We watched the Vietnam war play out on television and the subsequent war narratives built by the media and politicians over the past few decades. So many films have been made about “America’s great failure,” which eventually transformed into the story of how badly the war destroyed the lives of soldiers coming home, not to mention the wreckage inflicted on Vietnam. And yet, most of us still see that war as a series of bad decisions by bad presidents — the one war America never wanted to repeat. Now, here we are in the last days of Iraq, unable to pull out, our mission having failed spectacularly – Rory Kennedy’s film about the end of Vietnam is a glaring reminder that not only has it happened before but it’s likely to happen again.
Using extraordinary, rare archival footage, Kennedy focuses her documentary on how the war ended, how America left Vietnam and how desperately those who counted on America to win that war needed to escape when we lost. Refugees piled onto freighters in the middle of the ocean. Mothers and their babies jammed into helicopters and dropped onto ships – all in hopes of starting a new life in the United States. The story here is not only about the brave refugees but about the American heroes who have mostly gone unrecognized in the years since.
By the time South Vietnam surrendered to North Vietnam it was all over but the shouting. The United States could not rescue any more refugees. Many of them were sent to re-education camps, or killed. What is so remarkable about the film is that it plays like a suspense thriller. Kennedy features many witnesses to those events but it never feels like talking heads because there is so much real footage of events urgently unfolding it sometimes feels like you’re watching a narrative rather than a documentary.
One never feels lost or confused about what was going on, which is a testament to Kennedy’s skill in assembling all the material. One of the reasons most Americans don’t think much about Vietnam is that so conflicting spins have confused the issues about who or what we were fighting for and why it was considered such a failure. This film more than any other lays it out plainly, and profoundly.
Hollywood has taken us into Vietnam many times before – from Coming Home to Apocalypse Now to Platoon to Born on the 4th of July. We know this war through movies. We know it through movies about presidents. We know it because it is entangled in the Kennedy assassination by conspiracy theorists who believe Kennedy was going to stop the war, which was, according to Oliver Stone, one of the reasons he was killed. But no one can say what Kennedy would have done or how the war would have ultimately played out. Last Days of Vietnam is not really about who was right or how badly Nixon escalated the bombings — it is about heroes who risked life and limb to get Vietnamese refugees out of a collapsing country.
Kennedy has a firm grasp of structure and story, leaving some of the film’s most shattering moments to occur near the end. It is a film that does what all stories about Vietnam should do – shame those who made the big decisions that ended hundreds of thousands of lives while honoring those who gave their lives for our country and for a cause they felt at the time was worth fighting for.
If it all sounds familiar that’s because Last Days of Vietnam eerily echoes what’s going on in Iraq right now. How we view those events, what we choose to pay attention to or ignore will ultimately define this history we’re living through.
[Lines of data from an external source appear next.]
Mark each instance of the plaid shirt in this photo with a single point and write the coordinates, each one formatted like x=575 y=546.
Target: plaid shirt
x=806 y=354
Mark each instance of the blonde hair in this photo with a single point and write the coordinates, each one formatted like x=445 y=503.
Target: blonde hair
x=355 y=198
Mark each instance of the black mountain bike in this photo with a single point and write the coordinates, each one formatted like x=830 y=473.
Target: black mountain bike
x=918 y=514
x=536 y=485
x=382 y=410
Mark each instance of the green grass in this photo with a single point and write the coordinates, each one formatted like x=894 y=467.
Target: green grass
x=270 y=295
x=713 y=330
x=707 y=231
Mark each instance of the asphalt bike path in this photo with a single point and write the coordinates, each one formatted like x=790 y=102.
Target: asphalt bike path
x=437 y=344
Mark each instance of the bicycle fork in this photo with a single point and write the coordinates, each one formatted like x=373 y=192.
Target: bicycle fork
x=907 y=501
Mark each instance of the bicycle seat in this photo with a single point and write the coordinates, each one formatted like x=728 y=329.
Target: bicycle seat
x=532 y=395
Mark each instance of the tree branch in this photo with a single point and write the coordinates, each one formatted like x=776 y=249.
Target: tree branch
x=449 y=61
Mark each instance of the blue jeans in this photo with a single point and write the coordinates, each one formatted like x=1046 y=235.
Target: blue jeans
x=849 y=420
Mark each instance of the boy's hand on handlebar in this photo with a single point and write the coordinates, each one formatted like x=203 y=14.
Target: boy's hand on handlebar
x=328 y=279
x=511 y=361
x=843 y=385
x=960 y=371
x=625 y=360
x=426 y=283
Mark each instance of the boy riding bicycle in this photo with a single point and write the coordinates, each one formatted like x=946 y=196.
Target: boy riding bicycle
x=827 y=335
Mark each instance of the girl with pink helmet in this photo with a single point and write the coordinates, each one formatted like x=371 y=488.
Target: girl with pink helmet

What little was filtered through the media back in the 70s is nothing like how little gets through to people now. The problem with 2014 is that so many people have become numbed and apathetic. At least in the 1970s some were still involved and motivated enough to protest the war in large numbers.
America’s involvement with Vietnam was long and deep. Whole families were built there and brought back here. Watching Kennedy’s film one can’t help but marvel at how little anyone thinks about or cares about Communism now, sold to us as the greatest threat to American life back then. It has faded so dramatically into the rearview the word itself feels like a relic. But Kennedy’s film serves a living memorial to how irrational fear and defense of an empire in the hands of people who don’t know what they’re doing can lead to monumental tragedy.
Last Days of Vietnam ends up as a story about bravery more than anything else. In those last days the people who were willing to stick it out to help those left behind reveal the best humanity has to offer in war time. This is a film every American, as citizens of this empire, this democracy must see.
Last Days of Vietnam is one of the best films of 2014.